International cooperation is essential for strong AI governance. But, when we have international treaties on AI, how do we ensure they are enforced? Enter verification mechanisms.

Nuclear analogy

In the nuclear weapons sector, the ability of countries verifying whether others are complying with international agreements has been essential to limit proliferation and strengthen mutual trust. The cornerstone of nuclear verification is the International Atomic Energy Agency (IAEA), who plays a central role in conducting nuclear site inspections.

While there are disanalogies, there are also valuable lessons from nuclear arms control verification that can be translated to AI treaties, as shown by Mauricio Baker on this paper: https://arxiv.org/abs/2304.04123

Categories of verification mechanisms

Two categories of AI verification mechanisms are:

Hardware-dependent methods: these include modifying chips used in training and inference to locate them (preventing smuggling or secret data centers) and to record what they are being used for or blocking them from being used for large training runs (preventing misuse).
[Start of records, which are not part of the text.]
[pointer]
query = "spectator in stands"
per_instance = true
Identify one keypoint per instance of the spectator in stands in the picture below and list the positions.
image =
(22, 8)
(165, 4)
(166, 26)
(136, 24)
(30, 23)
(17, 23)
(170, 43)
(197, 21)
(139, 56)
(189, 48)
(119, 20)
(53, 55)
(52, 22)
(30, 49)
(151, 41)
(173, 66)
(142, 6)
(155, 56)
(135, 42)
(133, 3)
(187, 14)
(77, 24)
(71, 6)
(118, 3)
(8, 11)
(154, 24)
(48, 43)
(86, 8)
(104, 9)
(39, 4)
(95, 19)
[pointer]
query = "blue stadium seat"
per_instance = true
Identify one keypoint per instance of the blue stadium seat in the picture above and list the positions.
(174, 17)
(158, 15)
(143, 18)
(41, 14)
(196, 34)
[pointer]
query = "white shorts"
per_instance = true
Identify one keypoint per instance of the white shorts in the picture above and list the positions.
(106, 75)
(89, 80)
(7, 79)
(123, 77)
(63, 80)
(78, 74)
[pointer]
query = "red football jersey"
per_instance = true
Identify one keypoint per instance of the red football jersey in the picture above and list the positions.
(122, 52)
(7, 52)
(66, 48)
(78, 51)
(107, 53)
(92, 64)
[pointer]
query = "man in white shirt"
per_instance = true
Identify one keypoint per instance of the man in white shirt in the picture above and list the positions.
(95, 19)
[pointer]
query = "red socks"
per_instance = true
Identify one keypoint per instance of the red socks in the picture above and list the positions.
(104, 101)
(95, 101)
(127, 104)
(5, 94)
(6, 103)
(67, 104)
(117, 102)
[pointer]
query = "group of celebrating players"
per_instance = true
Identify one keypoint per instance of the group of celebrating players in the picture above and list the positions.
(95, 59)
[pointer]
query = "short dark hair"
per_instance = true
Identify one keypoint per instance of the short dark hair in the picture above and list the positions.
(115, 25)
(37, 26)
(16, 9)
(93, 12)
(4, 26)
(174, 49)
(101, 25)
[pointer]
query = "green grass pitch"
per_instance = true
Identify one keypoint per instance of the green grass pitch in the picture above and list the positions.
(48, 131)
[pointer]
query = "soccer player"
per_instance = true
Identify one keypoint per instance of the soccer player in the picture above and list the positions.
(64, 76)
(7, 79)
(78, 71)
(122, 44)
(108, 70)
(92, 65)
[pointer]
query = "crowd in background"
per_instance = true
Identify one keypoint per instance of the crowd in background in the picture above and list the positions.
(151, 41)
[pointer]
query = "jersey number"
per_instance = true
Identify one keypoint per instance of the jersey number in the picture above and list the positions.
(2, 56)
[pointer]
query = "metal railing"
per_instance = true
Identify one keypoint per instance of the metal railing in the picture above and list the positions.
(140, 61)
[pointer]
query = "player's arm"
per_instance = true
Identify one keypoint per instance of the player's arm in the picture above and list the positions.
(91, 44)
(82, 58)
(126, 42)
With these measures in place, governments can set up a registry of chip activities, monitor suspicious activities more readily, and audit data centers in case of potential breaches of international agreements.

Access-dependent methods: these include inspections of data centers (verifying compliance with hardware agreements and safety standards), chip fabs (verifying if the amount and type of chips manufactured are in tune with agreements), and developers of the most advanced and risk-prone models (besides verifying compliance, could also lower the bar for whistleblowers).